The ending is memorable, but those on set were not fans. The studio executive spoke about the original ending in a book. 

“We did about six screenings,” Lansing wrote (per The Hollywood Reporter. “And at every single screening, when Anne says, ‘If you come near my family again, I’ll kill you,’ the audience bursts into applause. [Paramount CEO] Frank Mancuso said, ‘I think they want Anne Archer to kill Glenn Close.’ And I looked at him, speechless, because I thought he was crazy.”

Eventually, they filmed a new ending, but that ending did not sit well for many people in the cast and behind the scenes. In fact, it was so unpopular that the studio had to bribe director Adrian Lyne to film a new one. 

How they changed the ending

Studio executive Sherry Lansing spoke about the difficulties of running major Hollywood productions in a book called Leading Lady.

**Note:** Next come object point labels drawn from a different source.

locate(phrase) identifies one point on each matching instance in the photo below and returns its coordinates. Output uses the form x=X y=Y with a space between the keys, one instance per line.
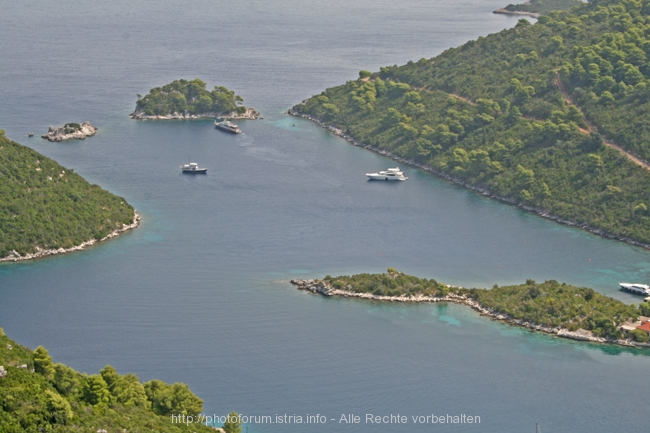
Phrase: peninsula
x=39 y=395
x=48 y=209
x=555 y=308
x=550 y=117
x=182 y=99
x=69 y=131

According to Lansing, her boss, Ned Tanen, wanted Close’s Alex to get her comeuppance and demanded that they change the ending. Lyne did not like that. 

“Adrian went nuts,” Lansing wrote (per Vanity Fair), “He felt that changing the ending was kowtowing to the lowest common denominator, and I agreed. Here was this wonderful film about how all your actions have consequences, and now they wanted to change the whole point. I felt it was morally wrong, and if I agreed to do it, I’d be selling out.”

Lyne, however, had a price tag. After Tanen offered $1.5 million, no strings attached, to film a new ending, the director and writers begrudgingly reshot the end to appease audiences. Despite the acclaim, the finale still gets criticized for its misogyny. Close and Lansing both are uneasy about the final scene, but it goes to show just how far Hollywood will go to get its movies off the ground.